I’m talking with this girl on tinder for couple days now but on her profile it says she’s polyamorous and we organised to go on a date together
What should I do?Should I keep going and if the date is successful should I continue or terminate it?

32 comments
  1. How do I say this… your dick is not so magical that she is going to pack up and leave the poly lifestyle behind. If you go into a date hoping that she will change into what you wish she was (monogamous), it’s just going to end in tears. Respect her and her choices – if you don’t want to be in a poly situation, don’t start dating her.

  2. If you’re looking for a serious relationship and want to build a future with someone. Polyamorous people are not the one you’ll want to date.

  3. Monogamous and poly people don’t mix well. You’re not going to turn her to monogamy. She may already have other partners.

  4. Depends on if you want a polyamorous girlfriend… If not, I don’t see what you’re trying to do. You’re not going to change her sexual preference.

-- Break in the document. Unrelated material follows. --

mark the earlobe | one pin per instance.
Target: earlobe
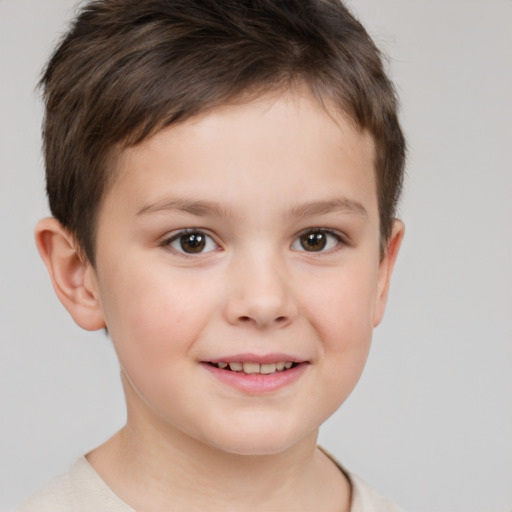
(386, 266)
(73, 278)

  5. Are you okay with tasting some other dude’s pecker when you kiss her? Else, move on.

  6. If you’re white then “poly wants a cracker” nirvana song is about you…

    I’ll take my downvotes off the air

  7. I’ve seen polyamory end for the “right person” a lot.

    Too many comments saying “she won’t change” but no one here knows her or her situation.

    Try to date her. If she sticks to polyamory, then move on.

    (DISCLAIMER: Do not ACTIVELY try to change her – be passive about it. Show her how awesome you are. She might have tried polyamory for all the wrong reasons)

    But shit, go on the date and at least try. Worst case you might get a fuckbuddy out of it which can help you with any lonely feelings while you’re working on yourself.

  8. Here’s my experience knowing someone that is monogamous who is in a relationship with someone that is openly polyamorous – this man (mono) is in love with his gf (poly), they work together. She recently got married, then brought her husband to a work party and introduced him to everyone as such (everyone knows about her relationship with our coworker). She didn’t talk to her bf that night and the bf was super salty (he was hoping she would become monogamous). Anyways, they’re still together but I know he feels some type of way about it.

  9. I’m dating someone poly and I’d like to say the person I’m seeing is far from anything I’ve read in this thread. We’ve discussed several topics like commitment and how someone who IS poly could be in a committed monogamous relationship. Once again, each case is different and I KNEW what I was getting myself into PRIOR to dating her but once again everyone is different.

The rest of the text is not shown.